Please help, regex blown my mind.
I am cleaning data in Pandas dataframe (python 3).
I tried so many combos of regex found on the web for digits but none work for my case. I can't seem to figure out how to write my own regex for pattern 2 digits space to space 2 digits (example 26 to 40).
My challenge is to extract from pandas column BLOOM (scraped data) number of petals. Frequently petals are specified as "dd to dd petals". I know that 2 digits in regex are \d\d
or \d{2}
but how do I incorporate split by "to"? It will also be good to have a condition that the pattern is followed by word "petals".

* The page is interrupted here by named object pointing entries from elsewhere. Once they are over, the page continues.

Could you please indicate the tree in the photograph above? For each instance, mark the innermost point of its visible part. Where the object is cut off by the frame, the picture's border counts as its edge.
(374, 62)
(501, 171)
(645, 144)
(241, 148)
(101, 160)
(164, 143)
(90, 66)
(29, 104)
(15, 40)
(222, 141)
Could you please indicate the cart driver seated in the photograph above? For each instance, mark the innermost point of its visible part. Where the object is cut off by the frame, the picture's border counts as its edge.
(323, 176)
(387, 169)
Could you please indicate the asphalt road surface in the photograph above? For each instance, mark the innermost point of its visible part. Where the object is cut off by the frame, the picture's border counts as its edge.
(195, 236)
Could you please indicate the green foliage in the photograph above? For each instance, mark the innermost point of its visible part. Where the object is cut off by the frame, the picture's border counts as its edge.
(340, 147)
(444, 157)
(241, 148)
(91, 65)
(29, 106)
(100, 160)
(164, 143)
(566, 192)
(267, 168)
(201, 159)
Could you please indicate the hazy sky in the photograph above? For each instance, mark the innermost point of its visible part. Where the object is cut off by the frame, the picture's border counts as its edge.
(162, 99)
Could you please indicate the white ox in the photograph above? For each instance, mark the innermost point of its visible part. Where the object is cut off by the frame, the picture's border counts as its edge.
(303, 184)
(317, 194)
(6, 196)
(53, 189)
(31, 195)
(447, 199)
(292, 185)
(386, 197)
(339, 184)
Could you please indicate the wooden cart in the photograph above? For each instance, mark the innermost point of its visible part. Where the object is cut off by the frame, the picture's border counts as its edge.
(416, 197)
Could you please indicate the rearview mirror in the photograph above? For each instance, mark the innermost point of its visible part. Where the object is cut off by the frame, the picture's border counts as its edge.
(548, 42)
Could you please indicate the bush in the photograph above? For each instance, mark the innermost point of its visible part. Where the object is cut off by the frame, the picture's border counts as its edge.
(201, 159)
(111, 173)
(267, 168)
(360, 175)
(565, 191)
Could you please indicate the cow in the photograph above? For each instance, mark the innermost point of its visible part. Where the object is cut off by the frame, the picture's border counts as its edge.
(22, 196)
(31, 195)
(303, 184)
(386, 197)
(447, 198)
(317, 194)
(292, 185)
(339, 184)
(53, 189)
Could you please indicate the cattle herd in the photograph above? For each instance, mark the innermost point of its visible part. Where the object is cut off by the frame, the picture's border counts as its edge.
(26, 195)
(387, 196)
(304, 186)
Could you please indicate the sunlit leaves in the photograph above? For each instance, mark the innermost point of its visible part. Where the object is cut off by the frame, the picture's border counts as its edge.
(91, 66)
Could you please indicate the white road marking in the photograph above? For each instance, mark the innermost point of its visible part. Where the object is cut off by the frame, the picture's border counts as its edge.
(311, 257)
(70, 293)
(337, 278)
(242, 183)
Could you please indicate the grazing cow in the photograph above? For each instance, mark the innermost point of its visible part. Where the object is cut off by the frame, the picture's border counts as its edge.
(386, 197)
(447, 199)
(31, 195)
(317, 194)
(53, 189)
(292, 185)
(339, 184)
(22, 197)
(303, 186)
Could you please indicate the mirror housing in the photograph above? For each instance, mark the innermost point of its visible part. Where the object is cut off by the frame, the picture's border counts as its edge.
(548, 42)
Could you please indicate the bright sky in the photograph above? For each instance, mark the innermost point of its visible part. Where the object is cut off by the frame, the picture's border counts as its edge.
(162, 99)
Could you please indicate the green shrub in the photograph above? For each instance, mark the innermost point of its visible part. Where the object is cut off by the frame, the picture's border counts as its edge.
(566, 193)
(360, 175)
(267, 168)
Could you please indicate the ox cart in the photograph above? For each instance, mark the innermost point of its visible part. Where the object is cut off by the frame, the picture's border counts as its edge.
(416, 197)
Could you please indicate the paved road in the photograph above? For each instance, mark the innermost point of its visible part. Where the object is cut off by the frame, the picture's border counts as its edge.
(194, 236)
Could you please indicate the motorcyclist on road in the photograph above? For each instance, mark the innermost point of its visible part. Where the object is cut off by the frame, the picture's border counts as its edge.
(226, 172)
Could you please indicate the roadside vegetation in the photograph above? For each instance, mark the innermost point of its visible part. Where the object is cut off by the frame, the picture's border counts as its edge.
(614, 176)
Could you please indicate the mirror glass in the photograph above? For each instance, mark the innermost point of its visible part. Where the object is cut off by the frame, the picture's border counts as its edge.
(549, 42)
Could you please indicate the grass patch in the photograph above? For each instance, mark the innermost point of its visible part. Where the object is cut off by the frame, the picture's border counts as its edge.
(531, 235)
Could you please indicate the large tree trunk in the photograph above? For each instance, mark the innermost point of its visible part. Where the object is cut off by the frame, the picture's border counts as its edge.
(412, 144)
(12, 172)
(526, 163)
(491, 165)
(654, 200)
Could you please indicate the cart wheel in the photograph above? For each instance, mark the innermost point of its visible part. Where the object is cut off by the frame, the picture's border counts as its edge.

Surely I am not the first person that needs regex in python for pattern \d\d to \d\d.
Edit:
I realised that my question without a sample dataframe is a bit confusing. So here is a sample dataframe.
import pandas as pd
import re
# initialize list of lists
data = [['Evert van Dijk', 'Carmine-pink, salmon-pink streaks, stripes, flecks. Warm pink, clear carmine pink, rose pink shaded salmon. Mild fragrance. Large, very double, in small clusters, high-centered bloom form. Blooms in flushes throughout the season.'],
['Every Good Gift', 'Red. Flowers velvety red. Moderate fragrance. Average diameter 4". Medium-large, full (26-40 petals), borne mostly solitary bloom form. Blooms in flushes throughout the season.'],
['Evghenya', 'Orange-pink. 75 petals. Large, very double bloom form. Blooms in flushes throughout the season.'],
['Evita', 'White or white blend. None to mild fragrance. 35 petals. Large, full (26-40 petals), high-centered bloom form. Blooms in flushes throughout the season.'],
['Evrathin', 'Light pink. [Deep pink.] Outer petals white. Expand rarely. Mild fragrance. 35 to 40 petals. Average diameter 2.5". Medium, double (17-25 petals), full (26-40 petals), cluster-flowered, in small clusters bloom form. Prolific, once-blooming spring or summer. Glandular sepals, leafy sepals, long sepals buds.'],
['Evita 2', 'White, blush shading. Mild, wild rose fragrance. 20 to 25 petals. Average diameter 1.25". Small, very double, cluster-flowered bloom form. Blooms in flushes throughout the season.']]
# Create the pandas DataFrame
df = pd.DataFrame(data, columns = ['NAME', 'BLOOM'])
# print dataframe.
df